From the Journals

Better to binge drink than regularly tipple, suggests GI cancer study

When weekly levels are similar


 

Alcohol use is a known risk factor for gastrointestinal (GI) cancers. Now, new research indicates that this risk is more associated with frequent drinking – even in smaller amounts – compared with higher amounts or binge drinking, given similar weekly levels.

“The novel finding of the current study is that frequent drinking may be more dangerous than binge drinking with regard to GI cancers. Alcohol use is a known risk factor for gastrointestinal (GI) cancers. Now, new research indicates that this risk is more associated with frequent drinking – even in smaller amounts -- compared with higher amounts or binge drinking, given similar weekly levels.” first author Jung Eun Yook, MD, of Seoul (South Korea) National University Hospital, and colleagues reported in an article published Aug. 18, 2021, in JAMA Network Open (doi: 10.1001/jamanetworkopen.2021.20382).

“This finding suggests that repeated alcohol consumption events even at lower amounts of alcohol may have a greater carcinogenic effect on GI organs than the consumption of larger amounts of alcohol at a lower frequency,” the investigators wrote.

A possible reason behind the difference in risk may be that the chronic “carcinogenic insult” from regular alcohol use may promote cancer development, whereas less frequent, episodic alcohol exposures may allow physiologic recovery, said the authors.

The results are from a population-based study that involved 11,737,467 participants in the Korean National Health System database who did not have cancer and who took part in a national screening program between January 2009 and December 2010.

They were followed from the year after their screening until either they had received a diagnosis of a GI cancer, death occurred, or the end of December 2017.

During a median follow-up of 6.4 years, 319,202 (2.7%) of those in the study developed a GI cancer.

The increase in the risk associated with alcohol consumption was dose dependent.

Compared with those who did not consume alcohol, the risk of developing GI cancer was higher for mild drinkers (adjusted hazard ratio, 1.04; 95% confidence interval, 1.03-1.05), moderate drinkers (aHR, 1.14; 95% CI, 1.12-1.15), and heavy drinkers (aHR, 1.28; 95% CI, 1.26-1.29), after adjusting for age, sex, income, smoking status with intensity, regular exercise, body mass index, diabetes, hypertension, and dyslipidemia.

There was a linear association between the frequency of drinking and GI cancer risk, with an aHR of 1.39 for individuals who reported drinking every day (95% CI, 1.36-1.41).

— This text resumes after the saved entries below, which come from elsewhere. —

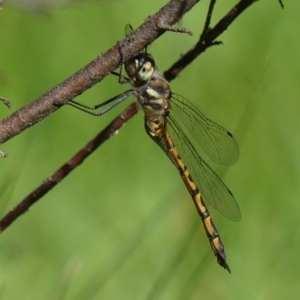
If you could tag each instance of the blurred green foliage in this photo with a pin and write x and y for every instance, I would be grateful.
(123, 226)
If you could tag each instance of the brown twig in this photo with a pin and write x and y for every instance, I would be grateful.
(68, 167)
(207, 38)
(94, 71)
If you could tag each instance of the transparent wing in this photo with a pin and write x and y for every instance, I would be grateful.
(209, 183)
(216, 141)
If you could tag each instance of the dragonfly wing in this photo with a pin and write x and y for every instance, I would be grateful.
(209, 183)
(215, 140)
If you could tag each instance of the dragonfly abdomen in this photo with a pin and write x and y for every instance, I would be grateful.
(209, 226)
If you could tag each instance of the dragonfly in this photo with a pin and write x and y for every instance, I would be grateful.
(165, 116)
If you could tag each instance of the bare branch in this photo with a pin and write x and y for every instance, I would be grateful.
(209, 39)
(68, 167)
(95, 71)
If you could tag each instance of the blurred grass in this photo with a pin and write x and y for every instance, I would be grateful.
(123, 226)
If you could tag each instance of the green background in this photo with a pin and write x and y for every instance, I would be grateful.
(123, 226)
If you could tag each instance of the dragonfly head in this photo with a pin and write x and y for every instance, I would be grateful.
(140, 68)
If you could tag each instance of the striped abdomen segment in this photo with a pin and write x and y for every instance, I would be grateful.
(209, 226)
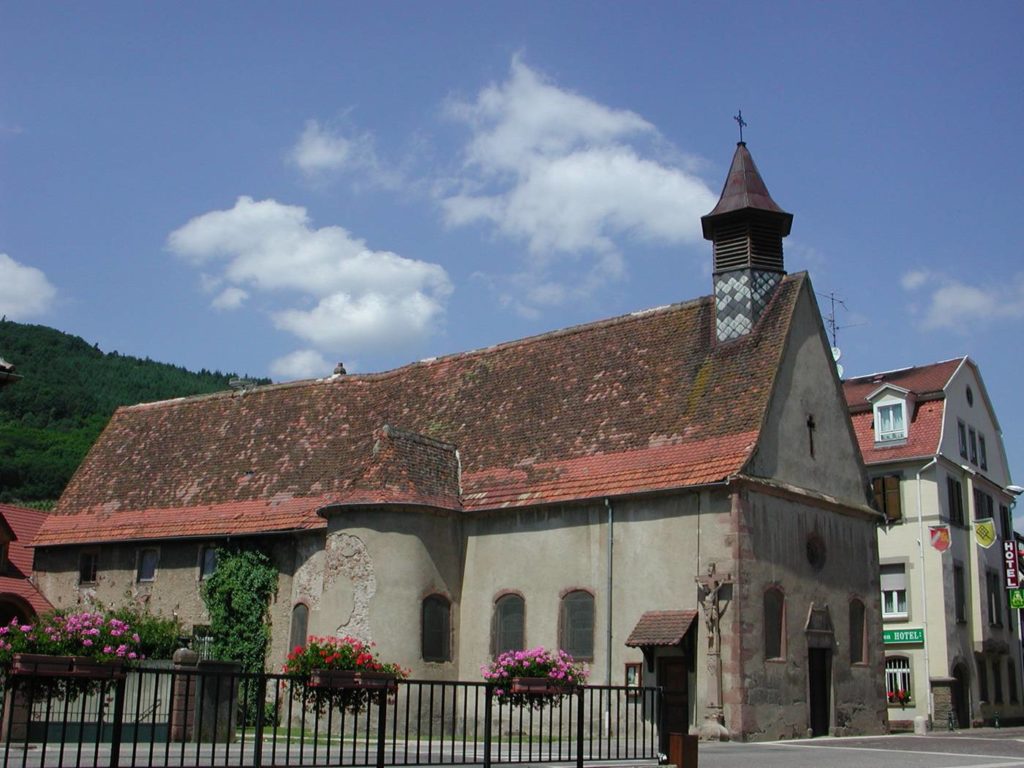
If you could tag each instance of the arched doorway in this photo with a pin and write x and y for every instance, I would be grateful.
(962, 695)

The risk for GI cancer increased with consumption of five to seven units per occasion (aHR, 1.15). Notably, there were no similar increases with higher intake, including intake of 8-14 units per occasion (aHR, 1.11; 95% CI, 1.09-1.12), and even up to more than 14 units per occasion (aHR, 1.11; 95%CI, 1.08-1.14), in comparison with an intake of 5-7 units per occasion.

“Given similar weekly alcohol consumption levels, the risk of GI cancer increased with a higher frequency of drinking and decreased with a higher amount per occasion,” the authors write.

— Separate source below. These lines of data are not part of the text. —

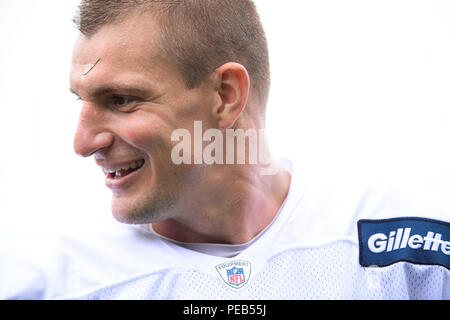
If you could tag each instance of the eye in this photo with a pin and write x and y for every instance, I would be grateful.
(119, 101)
(122, 103)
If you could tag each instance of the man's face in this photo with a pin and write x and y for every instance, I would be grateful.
(132, 102)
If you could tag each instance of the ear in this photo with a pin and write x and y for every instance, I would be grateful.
(232, 85)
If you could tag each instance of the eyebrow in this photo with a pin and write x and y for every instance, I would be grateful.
(115, 88)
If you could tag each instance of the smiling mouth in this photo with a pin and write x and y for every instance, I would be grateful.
(123, 170)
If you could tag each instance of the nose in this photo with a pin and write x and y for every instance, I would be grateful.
(91, 134)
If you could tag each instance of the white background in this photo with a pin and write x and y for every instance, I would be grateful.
(359, 88)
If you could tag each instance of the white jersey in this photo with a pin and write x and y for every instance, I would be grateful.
(326, 242)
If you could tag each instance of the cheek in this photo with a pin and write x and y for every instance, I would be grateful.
(149, 134)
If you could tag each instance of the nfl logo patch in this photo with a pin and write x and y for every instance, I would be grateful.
(235, 274)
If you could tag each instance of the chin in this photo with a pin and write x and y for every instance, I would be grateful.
(141, 211)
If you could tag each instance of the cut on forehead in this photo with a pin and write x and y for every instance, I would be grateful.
(198, 36)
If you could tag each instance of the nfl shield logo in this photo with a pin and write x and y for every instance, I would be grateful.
(235, 276)
(235, 273)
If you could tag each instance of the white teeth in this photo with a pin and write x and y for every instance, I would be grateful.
(132, 165)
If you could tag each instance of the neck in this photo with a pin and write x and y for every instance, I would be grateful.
(229, 211)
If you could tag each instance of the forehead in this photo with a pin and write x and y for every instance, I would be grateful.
(126, 51)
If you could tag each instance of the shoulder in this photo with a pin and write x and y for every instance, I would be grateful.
(330, 207)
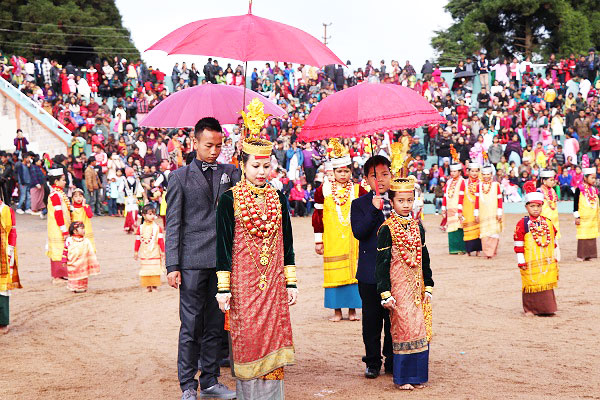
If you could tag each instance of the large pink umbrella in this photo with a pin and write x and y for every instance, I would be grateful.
(247, 38)
(366, 109)
(184, 108)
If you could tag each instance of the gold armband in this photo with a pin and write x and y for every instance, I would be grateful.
(223, 282)
(290, 274)
(385, 295)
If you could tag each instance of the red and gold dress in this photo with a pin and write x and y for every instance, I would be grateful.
(403, 272)
(255, 263)
(80, 257)
(9, 274)
(535, 240)
(150, 246)
(59, 219)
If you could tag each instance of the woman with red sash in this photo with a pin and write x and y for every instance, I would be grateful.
(256, 272)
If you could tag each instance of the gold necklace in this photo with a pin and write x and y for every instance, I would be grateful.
(264, 258)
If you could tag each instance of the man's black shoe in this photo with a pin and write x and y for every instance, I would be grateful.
(371, 373)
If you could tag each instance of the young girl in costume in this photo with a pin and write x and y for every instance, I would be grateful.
(535, 239)
(255, 270)
(586, 211)
(9, 275)
(333, 235)
(150, 249)
(404, 281)
(80, 211)
(80, 257)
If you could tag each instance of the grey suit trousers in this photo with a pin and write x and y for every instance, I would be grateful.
(201, 331)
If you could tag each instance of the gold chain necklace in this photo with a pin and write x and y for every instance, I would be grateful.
(265, 260)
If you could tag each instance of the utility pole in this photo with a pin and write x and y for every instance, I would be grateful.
(325, 37)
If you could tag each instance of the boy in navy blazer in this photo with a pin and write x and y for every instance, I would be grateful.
(368, 212)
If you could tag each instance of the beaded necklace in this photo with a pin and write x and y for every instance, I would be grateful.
(550, 197)
(539, 229)
(340, 199)
(591, 194)
(259, 222)
(406, 236)
(486, 186)
(452, 187)
(473, 184)
(63, 195)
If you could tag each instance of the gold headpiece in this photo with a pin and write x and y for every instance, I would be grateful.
(254, 121)
(339, 155)
(401, 181)
(403, 184)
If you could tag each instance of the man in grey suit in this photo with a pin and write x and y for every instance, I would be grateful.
(192, 197)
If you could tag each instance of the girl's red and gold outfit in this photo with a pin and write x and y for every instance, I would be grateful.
(80, 257)
(9, 274)
(150, 246)
(255, 263)
(535, 242)
(59, 219)
(84, 213)
(403, 272)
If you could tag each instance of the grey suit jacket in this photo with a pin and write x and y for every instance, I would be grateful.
(191, 216)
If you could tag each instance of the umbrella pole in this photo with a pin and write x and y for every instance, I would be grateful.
(245, 79)
(374, 170)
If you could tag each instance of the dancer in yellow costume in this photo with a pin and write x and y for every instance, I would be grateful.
(490, 212)
(333, 235)
(585, 211)
(9, 275)
(470, 209)
(550, 207)
(535, 247)
(59, 220)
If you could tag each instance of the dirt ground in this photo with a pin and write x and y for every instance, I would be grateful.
(119, 342)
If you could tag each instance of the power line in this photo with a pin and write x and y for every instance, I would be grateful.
(62, 25)
(70, 51)
(61, 33)
(65, 46)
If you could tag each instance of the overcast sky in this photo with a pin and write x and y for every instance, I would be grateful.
(360, 30)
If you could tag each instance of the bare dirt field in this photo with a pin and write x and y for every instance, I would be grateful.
(119, 342)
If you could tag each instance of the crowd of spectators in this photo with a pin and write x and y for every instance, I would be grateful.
(522, 120)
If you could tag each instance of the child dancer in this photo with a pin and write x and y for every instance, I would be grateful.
(535, 239)
(133, 190)
(80, 257)
(9, 275)
(585, 210)
(80, 211)
(404, 280)
(149, 249)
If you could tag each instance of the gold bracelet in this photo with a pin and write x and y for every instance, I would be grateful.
(223, 280)
(290, 274)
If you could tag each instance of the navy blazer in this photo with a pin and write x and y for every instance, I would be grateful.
(366, 220)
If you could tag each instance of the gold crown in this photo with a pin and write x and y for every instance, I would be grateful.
(254, 122)
(337, 149)
(400, 184)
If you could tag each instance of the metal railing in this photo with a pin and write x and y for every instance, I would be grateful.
(44, 116)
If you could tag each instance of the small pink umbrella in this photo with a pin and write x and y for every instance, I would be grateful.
(184, 108)
(366, 109)
(247, 38)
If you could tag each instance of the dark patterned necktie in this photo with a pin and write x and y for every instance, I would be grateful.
(206, 166)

“Most previous studies just assess alcohol consumption as a total amount, [such as] drinks per occasion times occasion per week equals drinks per week [and] grams per week,” coauthor Dong Wook Shin, MD, DrPH, Samsung Medical Center, Sungkyunkwan University, Seoul, South Korea, said in an interview.

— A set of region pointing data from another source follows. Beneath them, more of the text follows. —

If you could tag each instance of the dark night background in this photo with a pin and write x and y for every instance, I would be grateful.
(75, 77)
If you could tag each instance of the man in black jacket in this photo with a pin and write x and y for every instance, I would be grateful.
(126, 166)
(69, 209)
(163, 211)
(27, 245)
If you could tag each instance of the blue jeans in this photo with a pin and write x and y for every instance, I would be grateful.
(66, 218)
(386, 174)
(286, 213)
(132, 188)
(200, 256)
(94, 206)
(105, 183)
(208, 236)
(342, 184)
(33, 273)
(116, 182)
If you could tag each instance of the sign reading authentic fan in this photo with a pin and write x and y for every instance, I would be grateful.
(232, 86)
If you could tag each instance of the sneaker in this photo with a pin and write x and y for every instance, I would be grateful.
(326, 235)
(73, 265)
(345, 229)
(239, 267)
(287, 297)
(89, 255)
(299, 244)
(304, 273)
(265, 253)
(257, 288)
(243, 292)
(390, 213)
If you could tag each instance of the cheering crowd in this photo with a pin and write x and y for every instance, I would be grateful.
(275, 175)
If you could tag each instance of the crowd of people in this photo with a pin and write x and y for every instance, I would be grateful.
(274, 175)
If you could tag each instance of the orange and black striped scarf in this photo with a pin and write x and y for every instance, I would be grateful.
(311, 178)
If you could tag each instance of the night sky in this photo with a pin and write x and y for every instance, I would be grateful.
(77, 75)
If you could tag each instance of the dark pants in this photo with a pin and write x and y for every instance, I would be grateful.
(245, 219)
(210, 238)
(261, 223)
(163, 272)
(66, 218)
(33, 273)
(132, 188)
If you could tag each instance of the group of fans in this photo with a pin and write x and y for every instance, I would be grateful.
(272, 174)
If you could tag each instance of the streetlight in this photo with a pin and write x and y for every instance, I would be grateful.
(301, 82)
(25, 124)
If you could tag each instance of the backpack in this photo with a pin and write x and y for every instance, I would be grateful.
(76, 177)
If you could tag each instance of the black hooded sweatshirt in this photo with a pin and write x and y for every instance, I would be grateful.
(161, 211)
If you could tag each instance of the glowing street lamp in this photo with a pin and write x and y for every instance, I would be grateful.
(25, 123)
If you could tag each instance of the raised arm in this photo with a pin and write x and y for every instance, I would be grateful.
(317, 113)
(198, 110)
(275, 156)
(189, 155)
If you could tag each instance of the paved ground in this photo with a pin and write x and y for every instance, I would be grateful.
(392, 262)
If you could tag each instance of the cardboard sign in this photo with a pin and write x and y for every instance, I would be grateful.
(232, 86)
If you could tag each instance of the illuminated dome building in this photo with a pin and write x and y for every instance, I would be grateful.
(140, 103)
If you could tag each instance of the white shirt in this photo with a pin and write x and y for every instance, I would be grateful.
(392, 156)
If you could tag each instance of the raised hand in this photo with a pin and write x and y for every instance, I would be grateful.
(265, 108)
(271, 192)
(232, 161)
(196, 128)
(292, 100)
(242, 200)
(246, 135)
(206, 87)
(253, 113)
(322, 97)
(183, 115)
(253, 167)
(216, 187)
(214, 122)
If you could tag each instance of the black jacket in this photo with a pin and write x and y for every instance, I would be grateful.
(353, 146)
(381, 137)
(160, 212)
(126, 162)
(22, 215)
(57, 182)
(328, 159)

“But it was not known whether frequent drinking with small amount is more harmful than binge drinking, given a similar level of total drinking,” Dr. Shin said.

The increased risk associated with frequent drinking was generally similar with respect to esophageal, gastric, colorectal, biliary, and pancreatic cancer.

An exception was liver cancer, which showed a slightly decreased risk among mild drinkers (aHR, 0.91; 95% CI, 0.89-0.93).

Of note, the association between alcohol intake and the incidence of GI cancer was lower among women than men in terms of weekly consumption, frequency, and amount of alcohol consumed per occasion.

The associations between drinking and cancer type in terms of esophageal and liver cancers were similar between men and women. However, the alcohol-related risk for colorectal, biliary, and pancreatic cancers was less prominent for women.